Showing posts with label Teignmouth. Show all posts
Showing posts with label Teignmouth. Show all posts

Saturday, 17 August 2013

Tales from the Cold War



As result of the History of Wargaming Project, I sometimes hear some oral history. I thought I would share this one. If people like it, I have another couple to share. 

Teignmouth is a small tourist seaside resort in south Devon with an active commercial harbour. It has a long association with piracy, for example that led to the French burning down part of the town in 1690. The smuggling tradition was equally strong and continued, apparently, in Cold War. 

In 1974, the Russian submarine surfaced just off Teignmouth beach of and armed short parties started to disembark into small boats. Despite being early in the season, a few hardy tourists saw this' invasion' and called the local police (in those days dialling 999 reached the local police station). The police gave the cryptic response, 'The're not Russians, the're Poles' , as if that changed the fact boats with armed foreign sailors were heading towards the shore. 

One of the boats went to the docks and unloaded a large number of crates... of Polish vodka. In exchange they received foreign currency and various bottles of spirits. (In those days, ships captains often gave gifts to the Dockers. These were not bribes, but a way of saying thank you for getting their ship unloaded or rapidly loaded. They went into the Dockers Christmas party stock...) Other boat crews ran around the town buying up fresh supplies, 2nd hand camera equipment, pasties and fresh cream cakes (it was someone's birthday). It must have been a surprising sight for tourists to see Polish naval ratings pushing to the front of shopping queues in their haste. The locals were used to it.

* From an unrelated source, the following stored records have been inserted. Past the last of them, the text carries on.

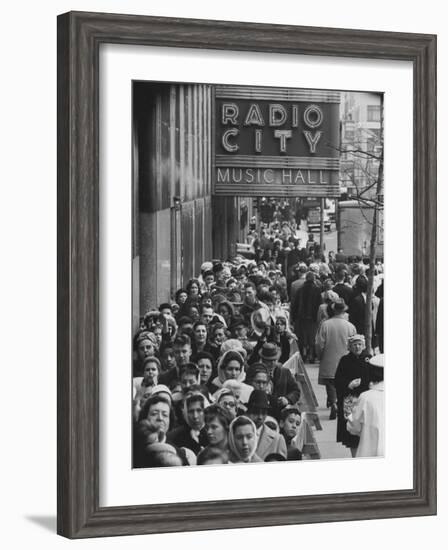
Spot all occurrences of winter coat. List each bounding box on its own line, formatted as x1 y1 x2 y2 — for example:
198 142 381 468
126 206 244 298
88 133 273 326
316 315 356 383
347 382 384 458
334 352 369 448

While this was going on, one army officer, with more inspiration than common sense, decided to take a boat load of army cadets from St Brendan's College CCF out to the Warsaw Pact (enemy) submarine off shore. One imagines a boat load of British soldiers heading towards the partially manned submarine in British waters could have caused a major Cold War incident. However, the crew were Poles, not Russians, and they recognised the soldiers were just children and did they obvious; they invited them on board. The cadets has a short look around the submarine control room. Then the cadets returned to shore as the submarine crew came back from their smuggling operation. The submarine then submerged and sailed back into international waters.

If the Polish navy wanted to shop and to drink a pub dry on the occasional evening, no-one in Teignmouth minded. Many of the older people had served with Poles in WWII or knew someone who had. In the days before Twitter, YouTube and Facebook even a small town could keep secrets.
Some of the Cold War was grim, but some of it was just funny.